Financial Services

Citigroup Regulator: Don't Blame Prop Trading

Stock quotes in this article:C 

NEW YORK (TheStreet) -- Citigroup's (C) primary federal banking regulator sounds an awful lot like a bank executive in explaining a cause of massive losses in the financial crisis.

Comptroller of the Currency John Dugan, a former banking lobbyist who began his current role in 2005, echoed many banking industry executives in dismissing proprietary trading, or the practice of banks trading their own money, for fueling excessive risk taking that led to big losses during the crisis. The Obama administration's so-called "Volcker Rule" proposes banning proprietary trading from large national banks, one of the ideas being considered as Congress mulls reform of the financial industry on the heels of the health care bill's passage.

The argument Dugan, Goldman Sachs (GS) CFO David Viniar and others who oppose the proposed proprietary trading ban make comes down to the definition of proprietary trading. They argue that the majority of trading losses are not proprietary trading at all, but are actually trading on behalf of clients. Thus, banning the practice doesn't address the problems that led to the crisis.

John Dugan
John Dugan, comptroller of the currency.

"If you define proprietary trading in a way that gets at customer accounts you can go to the core of what money center banks do and that's something that really has to be looked at carefully," Dugan told CNBC last week .

In the fourth quarter of 2007, Citigroup posted negative revenues of $16.9 billion in its Fixed Income Markets division, according to its quarterly earnings release.

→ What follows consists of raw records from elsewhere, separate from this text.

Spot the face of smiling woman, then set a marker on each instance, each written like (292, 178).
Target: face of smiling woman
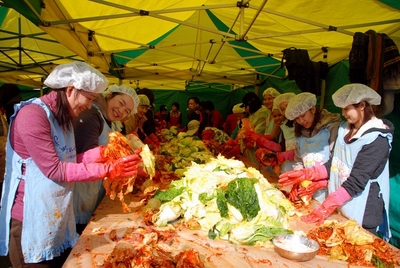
(79, 100)
(119, 107)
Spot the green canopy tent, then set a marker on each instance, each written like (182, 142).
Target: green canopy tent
(218, 48)
(169, 44)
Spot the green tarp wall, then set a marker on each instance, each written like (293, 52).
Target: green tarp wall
(337, 77)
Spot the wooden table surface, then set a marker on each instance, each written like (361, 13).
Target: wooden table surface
(95, 245)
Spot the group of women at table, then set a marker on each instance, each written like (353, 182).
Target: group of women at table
(54, 163)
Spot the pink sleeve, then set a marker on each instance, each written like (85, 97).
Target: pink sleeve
(32, 138)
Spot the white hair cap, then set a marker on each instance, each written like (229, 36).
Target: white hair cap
(271, 91)
(281, 98)
(125, 90)
(237, 109)
(355, 93)
(143, 100)
(78, 74)
(300, 104)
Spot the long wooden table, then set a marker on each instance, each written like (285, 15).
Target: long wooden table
(95, 245)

In a footnote, Citigroup stated "lower revenues due to writedowns on non sub-prime securitized products and in fixed income proprietary trading."

In an article I wrote in January, that quarterly loss by Citigroup stood out as the most glaring example of several I found showing that proprietary trading losses by Citigroup, Morgan Stanley (MS) and other big banks were not as minor as opponents of the proposed proprietary trading ban said they were.

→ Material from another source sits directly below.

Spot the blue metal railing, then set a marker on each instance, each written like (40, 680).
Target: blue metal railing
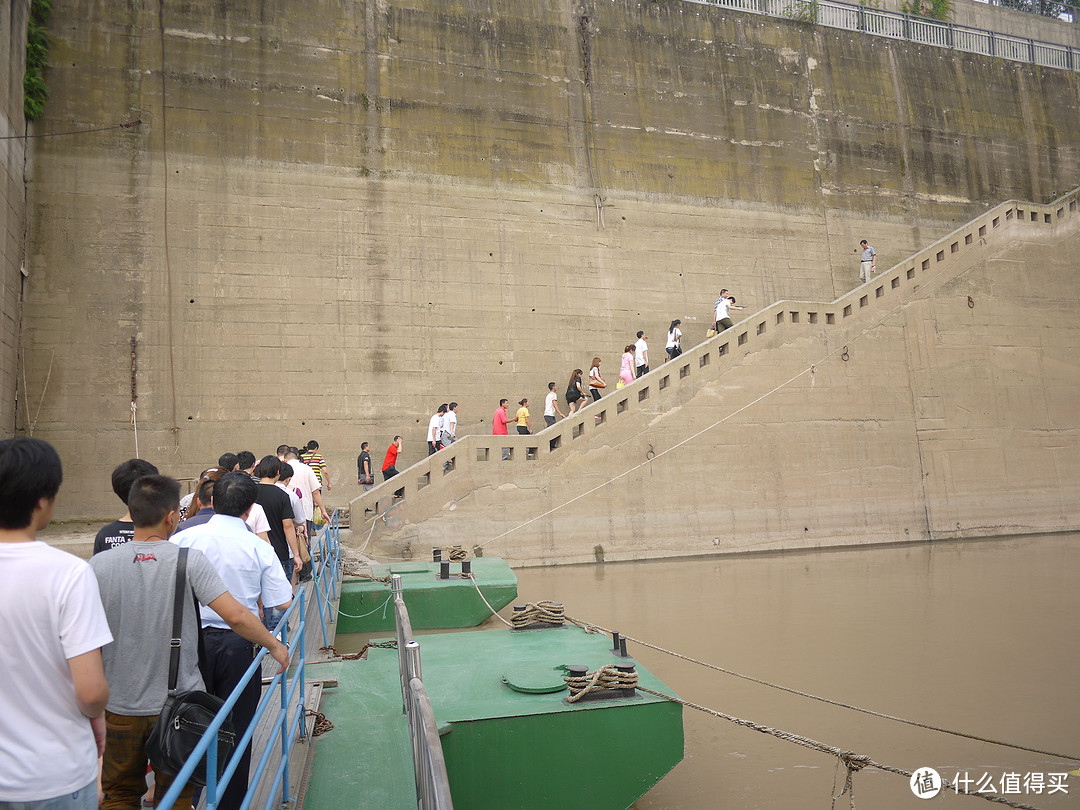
(910, 28)
(288, 726)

It is very hard, if not impossible, to know what goes on at giant banks from reading their financial statements, but here they were admitting that proprietary trading was an important factor in several big losses.

Now that markets have rebounded, however, and the idea of banning proprietary trading is on the table, some might be forgiven for thinking the banks and their regulator want to rewrite history. If it wasn't proprietary trading that caused the losses, why did Citigroup say it was?